KARACHI: Countrys oil import bill ballooned by 87 percent to $1.287 billion during the first month of current financial compared to $686.885 million in the same month of previous year.
Figures released by Federal Bureau of Statistics on Wednesday showed that import of manufactured petroleum products registered 135.62 percent growth to $752.618 million during the period under review against $319.417 million in the corresponding period of previous year.
Whereas crude petroleum oil import soared to $534.625 million during July of the current fiscal year, up by 45.50 percent against $367.438 million during the same period of last year.
Oil imports remained flat during the month of July over preceding month of June when $1.285 billion worth of oil products were imported.
According to analysts, major increase in the oil import has been caused by skyrocketing prices of petroleum products in international market. Oil prices declined in the recent days, but the impact of this decreasing trend could be seen in August oil imports.
International oil price plunged to $112 per barrel recently after touching $147 dollar per barrel mark during July. If the prices continue downward rally, the import bill may ease, they added.
Apart from the price factor, the quantity of oil imports has also contributed in swelling import bill. During the period under review, quantity of oil products showed substantial growth because of growing needs, especially for electricity generation. The import bill of agriculture and other chemicals was up 37.57 percent to $599.153 million in July of current fiscal compared to $435.514 million in the corresponding period of last year. Within this group, 127 percent growth was seen in fertilizers, over five percent in plastic material and over 8 percent in medical products.
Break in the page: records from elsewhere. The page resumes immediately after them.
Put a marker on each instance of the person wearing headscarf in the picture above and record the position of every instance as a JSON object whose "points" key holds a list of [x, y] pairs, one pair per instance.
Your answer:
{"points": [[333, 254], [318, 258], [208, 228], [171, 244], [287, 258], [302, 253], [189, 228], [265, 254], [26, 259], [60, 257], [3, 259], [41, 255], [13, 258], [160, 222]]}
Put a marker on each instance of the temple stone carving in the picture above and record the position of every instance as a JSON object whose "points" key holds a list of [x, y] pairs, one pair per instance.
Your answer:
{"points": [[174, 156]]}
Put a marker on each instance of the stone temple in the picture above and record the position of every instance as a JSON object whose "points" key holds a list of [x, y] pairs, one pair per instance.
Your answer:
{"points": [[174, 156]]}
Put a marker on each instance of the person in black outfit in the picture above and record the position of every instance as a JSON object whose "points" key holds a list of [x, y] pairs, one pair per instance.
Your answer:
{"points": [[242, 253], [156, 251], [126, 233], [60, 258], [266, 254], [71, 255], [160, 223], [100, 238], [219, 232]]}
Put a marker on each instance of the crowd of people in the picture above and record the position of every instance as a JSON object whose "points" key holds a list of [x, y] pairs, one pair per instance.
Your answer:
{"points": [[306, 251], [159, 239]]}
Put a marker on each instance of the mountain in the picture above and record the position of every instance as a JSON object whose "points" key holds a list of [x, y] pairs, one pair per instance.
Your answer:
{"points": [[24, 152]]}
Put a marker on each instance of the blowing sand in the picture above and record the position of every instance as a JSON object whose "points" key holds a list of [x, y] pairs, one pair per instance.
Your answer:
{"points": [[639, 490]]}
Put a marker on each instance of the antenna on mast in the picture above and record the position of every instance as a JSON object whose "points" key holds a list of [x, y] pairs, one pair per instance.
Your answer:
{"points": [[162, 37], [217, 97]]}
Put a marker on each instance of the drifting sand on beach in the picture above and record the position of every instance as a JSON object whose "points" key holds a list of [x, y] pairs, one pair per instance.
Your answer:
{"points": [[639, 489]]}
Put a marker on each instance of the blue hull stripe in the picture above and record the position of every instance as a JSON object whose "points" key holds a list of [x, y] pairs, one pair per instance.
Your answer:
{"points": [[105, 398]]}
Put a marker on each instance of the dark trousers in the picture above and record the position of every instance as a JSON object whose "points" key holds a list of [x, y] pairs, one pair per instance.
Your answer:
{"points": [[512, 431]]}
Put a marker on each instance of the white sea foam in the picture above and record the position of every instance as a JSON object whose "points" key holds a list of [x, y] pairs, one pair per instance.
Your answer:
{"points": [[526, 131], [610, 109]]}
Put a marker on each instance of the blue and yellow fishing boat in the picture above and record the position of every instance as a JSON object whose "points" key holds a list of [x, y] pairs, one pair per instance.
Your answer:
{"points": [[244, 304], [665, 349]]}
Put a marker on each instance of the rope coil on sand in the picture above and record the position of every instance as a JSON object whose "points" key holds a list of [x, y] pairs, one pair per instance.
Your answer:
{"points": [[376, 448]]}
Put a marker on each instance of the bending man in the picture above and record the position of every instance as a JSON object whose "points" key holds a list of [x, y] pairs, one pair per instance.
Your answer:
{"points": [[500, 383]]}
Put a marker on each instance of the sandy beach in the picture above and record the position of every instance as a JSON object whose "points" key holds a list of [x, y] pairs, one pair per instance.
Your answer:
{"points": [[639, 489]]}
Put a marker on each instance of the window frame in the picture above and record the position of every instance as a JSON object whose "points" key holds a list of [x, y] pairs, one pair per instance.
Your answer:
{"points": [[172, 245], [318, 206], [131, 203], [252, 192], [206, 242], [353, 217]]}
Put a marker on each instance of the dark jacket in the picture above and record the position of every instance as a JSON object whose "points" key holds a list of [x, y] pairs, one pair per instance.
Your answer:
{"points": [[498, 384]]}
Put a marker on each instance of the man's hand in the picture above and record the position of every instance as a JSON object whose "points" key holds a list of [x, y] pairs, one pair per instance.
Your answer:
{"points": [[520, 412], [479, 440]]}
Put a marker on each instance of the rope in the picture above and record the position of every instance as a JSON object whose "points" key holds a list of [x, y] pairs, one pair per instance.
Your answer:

Machinery is another major component in the import bill, as its import stood at $593.913 million in July of this fiscal, up by 11.10 percent from $534.567 million last year.
This growth in the import bill of machinery was due to over 48 percent growth in the import of power generation machinery, 55 percent growth in construction & mining machinery, 30 percent growth in electrical machinery & apparatus and 14 percent in other machinery. The import of office machinery was up by over two percent, however textile machinery down by 42 percent and the import of telecom and agriculture machinery down by 21 percent.
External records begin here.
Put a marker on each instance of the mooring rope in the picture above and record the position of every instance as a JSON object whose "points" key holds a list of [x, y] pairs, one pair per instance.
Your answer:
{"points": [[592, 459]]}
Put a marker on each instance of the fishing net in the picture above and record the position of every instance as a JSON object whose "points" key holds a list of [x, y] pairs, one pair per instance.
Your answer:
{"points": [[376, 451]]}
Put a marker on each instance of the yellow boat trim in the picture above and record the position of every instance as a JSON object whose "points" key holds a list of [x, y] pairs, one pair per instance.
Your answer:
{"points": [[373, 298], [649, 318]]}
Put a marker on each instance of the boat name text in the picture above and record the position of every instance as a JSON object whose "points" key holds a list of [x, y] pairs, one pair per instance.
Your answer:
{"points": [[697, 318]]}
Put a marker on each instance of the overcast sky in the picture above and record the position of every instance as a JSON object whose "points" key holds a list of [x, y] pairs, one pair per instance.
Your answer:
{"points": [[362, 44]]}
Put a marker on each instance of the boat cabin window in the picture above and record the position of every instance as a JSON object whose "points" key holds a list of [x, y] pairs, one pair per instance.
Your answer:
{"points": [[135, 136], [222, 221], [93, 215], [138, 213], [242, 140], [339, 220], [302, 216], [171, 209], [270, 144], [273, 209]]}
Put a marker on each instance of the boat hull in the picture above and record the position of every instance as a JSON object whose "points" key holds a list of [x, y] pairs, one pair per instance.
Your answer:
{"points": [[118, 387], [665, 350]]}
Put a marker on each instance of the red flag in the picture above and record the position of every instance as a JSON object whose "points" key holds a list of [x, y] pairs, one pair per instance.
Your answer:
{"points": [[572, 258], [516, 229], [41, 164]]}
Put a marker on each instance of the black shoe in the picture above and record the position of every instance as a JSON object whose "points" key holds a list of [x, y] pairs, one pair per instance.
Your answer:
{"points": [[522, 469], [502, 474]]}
The import of food items surged to $239.088 million in the first month of current fiscal year as against $219.994 million during the same period of last year, showing a growth of over eight percent.
This growth was mainly due to import of wheat.
The import bill of transport was down by 9.95 percent to $106.206 million during the said period from $117.942 million in the same period of previous year.
The total import bill reached $3.549 billion during the first month of current financial year, reflecting a growth of over 37.92 percent to $2.573 billion in the corresponding period of last.